Source-credibility features (author metadata, publication history) straddle the content/context boundary: they describe the news source rather than article content, but are available without social propagation data.

Key papers

  • Nan et al. (2021) — MDFEND: Multi-domain fake news detection using mixture-of-experts with adaptive domain gating; addresses domain shift in word usage and propagation patterns across 9 Weibo domains; F₁ 0.9137 outperforms single-domain and cross-domain baselines; introduces Weibo21 benchmark dataset.

  • Zhou et al. (2019) — WSDM Tutorial on Fake News Detection: surveys content-based (knowledge and style) perspectives for detection; organizes textual features into knowledge-based (relational fact extraction) and style-based (linguistic, forensic) families.

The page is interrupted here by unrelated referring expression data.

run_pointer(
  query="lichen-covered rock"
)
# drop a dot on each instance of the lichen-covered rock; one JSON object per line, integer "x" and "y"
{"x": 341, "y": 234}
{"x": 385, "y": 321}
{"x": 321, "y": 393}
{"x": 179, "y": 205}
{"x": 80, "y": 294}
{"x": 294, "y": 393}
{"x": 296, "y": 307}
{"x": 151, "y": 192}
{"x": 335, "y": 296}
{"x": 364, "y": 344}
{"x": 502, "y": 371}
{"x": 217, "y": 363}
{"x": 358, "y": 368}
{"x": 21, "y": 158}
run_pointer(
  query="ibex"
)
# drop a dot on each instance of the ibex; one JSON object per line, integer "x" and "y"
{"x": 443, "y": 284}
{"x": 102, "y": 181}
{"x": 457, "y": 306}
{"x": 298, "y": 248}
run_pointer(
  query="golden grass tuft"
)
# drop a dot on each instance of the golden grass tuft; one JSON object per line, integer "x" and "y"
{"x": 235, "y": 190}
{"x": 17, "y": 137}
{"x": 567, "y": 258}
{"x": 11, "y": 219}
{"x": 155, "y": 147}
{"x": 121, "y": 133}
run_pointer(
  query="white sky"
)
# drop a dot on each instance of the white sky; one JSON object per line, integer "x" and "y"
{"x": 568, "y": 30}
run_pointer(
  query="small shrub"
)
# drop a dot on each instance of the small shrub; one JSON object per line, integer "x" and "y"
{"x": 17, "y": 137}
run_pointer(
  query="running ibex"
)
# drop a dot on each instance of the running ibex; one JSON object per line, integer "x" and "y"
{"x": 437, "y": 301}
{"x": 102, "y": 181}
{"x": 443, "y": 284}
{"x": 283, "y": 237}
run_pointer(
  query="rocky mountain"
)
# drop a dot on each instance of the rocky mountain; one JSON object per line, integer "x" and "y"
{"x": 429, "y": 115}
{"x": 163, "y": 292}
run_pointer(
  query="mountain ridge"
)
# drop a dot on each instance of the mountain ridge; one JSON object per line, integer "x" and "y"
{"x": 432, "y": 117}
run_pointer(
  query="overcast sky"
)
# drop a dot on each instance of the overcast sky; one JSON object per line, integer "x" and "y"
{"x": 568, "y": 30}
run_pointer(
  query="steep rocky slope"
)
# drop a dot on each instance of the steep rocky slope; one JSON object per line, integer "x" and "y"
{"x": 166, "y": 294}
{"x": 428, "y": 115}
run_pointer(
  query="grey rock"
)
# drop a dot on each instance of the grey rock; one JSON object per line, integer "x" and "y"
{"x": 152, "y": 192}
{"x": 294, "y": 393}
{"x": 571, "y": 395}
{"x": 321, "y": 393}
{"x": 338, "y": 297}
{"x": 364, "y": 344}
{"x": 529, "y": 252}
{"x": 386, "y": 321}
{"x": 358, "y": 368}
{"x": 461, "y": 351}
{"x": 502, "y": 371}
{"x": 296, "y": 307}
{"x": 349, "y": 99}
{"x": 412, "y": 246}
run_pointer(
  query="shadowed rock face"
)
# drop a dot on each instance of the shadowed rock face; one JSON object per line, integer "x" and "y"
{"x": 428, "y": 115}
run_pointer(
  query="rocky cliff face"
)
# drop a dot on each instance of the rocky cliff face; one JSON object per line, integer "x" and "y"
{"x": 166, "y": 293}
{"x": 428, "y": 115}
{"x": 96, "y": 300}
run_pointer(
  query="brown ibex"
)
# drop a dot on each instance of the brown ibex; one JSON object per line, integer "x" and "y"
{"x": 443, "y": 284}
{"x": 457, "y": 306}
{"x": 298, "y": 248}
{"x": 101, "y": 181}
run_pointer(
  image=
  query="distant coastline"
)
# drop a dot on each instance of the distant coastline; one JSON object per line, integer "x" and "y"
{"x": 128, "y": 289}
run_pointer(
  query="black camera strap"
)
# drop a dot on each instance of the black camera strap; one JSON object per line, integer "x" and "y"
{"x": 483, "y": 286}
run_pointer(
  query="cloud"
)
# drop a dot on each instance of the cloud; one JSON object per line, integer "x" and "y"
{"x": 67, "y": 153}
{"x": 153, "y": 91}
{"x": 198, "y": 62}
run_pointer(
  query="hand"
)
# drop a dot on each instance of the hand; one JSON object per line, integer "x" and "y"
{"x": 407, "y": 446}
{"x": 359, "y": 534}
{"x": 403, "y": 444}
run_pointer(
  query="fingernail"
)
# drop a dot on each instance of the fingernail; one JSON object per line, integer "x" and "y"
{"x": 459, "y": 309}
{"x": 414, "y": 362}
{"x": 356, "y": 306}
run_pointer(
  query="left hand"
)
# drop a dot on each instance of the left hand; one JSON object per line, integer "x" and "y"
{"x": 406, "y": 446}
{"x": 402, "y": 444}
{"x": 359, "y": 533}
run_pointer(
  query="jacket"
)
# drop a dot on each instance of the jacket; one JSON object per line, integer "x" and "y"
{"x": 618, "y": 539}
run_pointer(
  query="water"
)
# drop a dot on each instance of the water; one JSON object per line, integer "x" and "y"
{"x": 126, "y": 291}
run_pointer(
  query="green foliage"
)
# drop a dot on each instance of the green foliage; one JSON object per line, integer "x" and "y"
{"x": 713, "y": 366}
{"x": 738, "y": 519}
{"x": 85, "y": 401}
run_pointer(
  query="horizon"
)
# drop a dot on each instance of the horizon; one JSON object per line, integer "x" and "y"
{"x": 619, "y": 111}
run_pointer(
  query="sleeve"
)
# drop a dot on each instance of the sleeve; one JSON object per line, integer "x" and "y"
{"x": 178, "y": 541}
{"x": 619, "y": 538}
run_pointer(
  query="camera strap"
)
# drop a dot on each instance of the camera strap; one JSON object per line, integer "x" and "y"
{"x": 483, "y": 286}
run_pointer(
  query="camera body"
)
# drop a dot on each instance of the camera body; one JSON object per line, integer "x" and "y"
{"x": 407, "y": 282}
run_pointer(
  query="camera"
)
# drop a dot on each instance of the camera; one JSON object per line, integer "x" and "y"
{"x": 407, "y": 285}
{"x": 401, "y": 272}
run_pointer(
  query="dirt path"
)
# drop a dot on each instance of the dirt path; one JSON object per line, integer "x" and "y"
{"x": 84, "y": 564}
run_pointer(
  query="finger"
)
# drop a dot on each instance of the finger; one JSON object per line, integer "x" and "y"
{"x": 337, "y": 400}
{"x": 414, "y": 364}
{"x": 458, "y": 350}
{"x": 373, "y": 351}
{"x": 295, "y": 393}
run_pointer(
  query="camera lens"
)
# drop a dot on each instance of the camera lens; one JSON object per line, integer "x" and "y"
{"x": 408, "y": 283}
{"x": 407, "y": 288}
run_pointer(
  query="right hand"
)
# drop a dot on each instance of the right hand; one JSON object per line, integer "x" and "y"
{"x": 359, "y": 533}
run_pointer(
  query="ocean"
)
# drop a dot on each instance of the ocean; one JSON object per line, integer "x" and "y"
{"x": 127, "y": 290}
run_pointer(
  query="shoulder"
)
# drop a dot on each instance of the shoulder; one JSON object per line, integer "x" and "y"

  • Zhou et al. (2020) — Fake News Early Detection: An Interdisciplinary Study: theory-driven multi-level feature engineering (lexicon, syntax, semantic, discourse) for early detection without propagation data; ≈89% accuracy and F₁ 0.892/0.879 on PolitiFact/BuzzFeed, outperforming propagation-based and hybrid baselines.
  • Sitaula et al. (2019) — Credibility-based Fake News Detection: 3 source features outperform 23 content features; F1-macro 0.77–0.83 on PolitiFact + BuzzFeed.
  • Zhou et al. (2020) — SAFE: Multi-modal (text + image) content; cross-modal similarity; surpasses LIWC text baseline by large margins (F₁ +0.081 on PolitiFact).
  • Khattar et al. (2019) — MVAE: Multimodal VAE learning shared text-image representations; jointly trains reconstruction (VAE) with classification; 74.5% / 82.4% accuracy on Twitter / Weibo.
  • Zhou et al. (2023) — HERO: Hierarchical Recursive Neural Network; integrates constituency and discourse parsing into a unified linguistic tree; Bi-GRU aggregation bottom-up; 0.866–0.896 AUC on Recovery and MM-COVID, outperforming all neural baselines.
  • Shu et al. (2019) — dEFEND: Hierarchical attention on news content sentences; also jointly models user comments; produces explainable fake news predictions via top-k sentences; achieves 0.904 accuracy on PolitiFact.
  • Singhania et al. (2023) — 3HAN: A Deep Neural Network for Fake News Detection: Three-level hierarchical attention network treating headlines, sentences, and words as separate hierarchical levels. Word-level attention extracts relevant words within sentences; sentence-level attention identifies informative sentences in article bodies; headline-body attention captures stance between headline and body. Achieves 96.77% accuracy with headline-based pre-training; provides interpretable attention visualizations for human fact-checkers.
  • Mayank, Sharma & Sharma (2021) — DEAP-FAKED: Combines biLSTM title encoding with knowledge graph entity embeddings (Wikidata + ComplEx) to detect fake news from titles alone. Addresses dataset bias through systematic removal of biased terms; achieves 88% and 78% F1 on two datasets; demonstrates entity-based features provide complementary signal to text.
  • Kaliyar, Goswami & Narang (2021) — FakeBERT: Neural content-based method combining BERT embeddings with parallel 1D CNNs for multi-scale feature extraction. Achieves 98.90% accuracy on real-world 2016 election dataset, demonstrating effectiveness of contextualized transformer embeddings for capturing semantic content differences between true and fake news on social media.

Connections

  • Social-context detection is the complementary paradigm, requiring propagation and user data unavailable at publication time.
  • Multimodal detection is the subset of content-based methods exploiting visual as well as textual content.
  • Feature engineering is the dominant methodology within text-only content-based detection.